Лармэн собралась с мыслями, поднялась с лесной подстилки и яростно уставилась на Ивуро. Она больше не трепетала.
— Наконец-то я во всем убедилась, — злобно усмехнулась охотница. — Благодарю, что в этом помог. Поверь, я сумею преодолеть страх — и собственный, и его. Стану сильнее. В Алгебоно обо мне еще услышат. Посмотрим, кто кому послужит, Архо!
— Тебе не стоит возвращаться в Алгебоно, — невозмутимо произнес Ивуро.
— С ума сошел? Там моя жизнь! Роскошь, любимые, свора! Власть! Полагаешь, я брошу все это из-за твоих страшилок?

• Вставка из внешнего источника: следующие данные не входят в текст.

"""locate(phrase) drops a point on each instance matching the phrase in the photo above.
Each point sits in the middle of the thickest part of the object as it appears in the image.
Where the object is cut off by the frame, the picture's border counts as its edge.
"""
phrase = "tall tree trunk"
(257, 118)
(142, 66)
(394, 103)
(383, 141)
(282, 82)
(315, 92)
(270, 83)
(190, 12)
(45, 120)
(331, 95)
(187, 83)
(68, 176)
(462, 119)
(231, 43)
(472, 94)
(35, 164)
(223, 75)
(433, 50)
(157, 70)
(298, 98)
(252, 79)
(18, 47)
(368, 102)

— Ты бросишь все это, чтобы жить. Жить дальше. И дольше. Конечно, ты можешь мне не поверить. Вернуться в столицу гордой и властной. Отплатить всем, сполна. Но наслаждения от этого уже не испытаешь, ведь ложка с истиной, которую ты сегодня отведала, слишком больно ранила твоего проклятого сожителя. Ранила, но не убила. Каким-то чудом вы оказались сильнее, чем крепко разгневали нашего творца. А он, как ты знаешь, всегда добивается своего. Ожидание возмездия только преумножит ваш страх, и постепенно этот коварный, скользкий, томительный страх тебя доконает. Заставит бежать все дальше и дальше от льдов Узерхау, на край света. Там ты забьешься в самую глубокую нору и будешь горячо молить творца о пощаде. Молить, чтобы он помиловал этот порченый кусок плоти, отпустил его на свободу. И возможно, когда-нибудь истинный Музерату смилуется.
— А если нет? — похолодела Лармэн, в ее памяти пульсировал бледный кокон, — Как… Как я об этом узнаю?
— Никак, — ухмыльнулся Ивуро, — ведь первым делом он лишит тебя мудрости.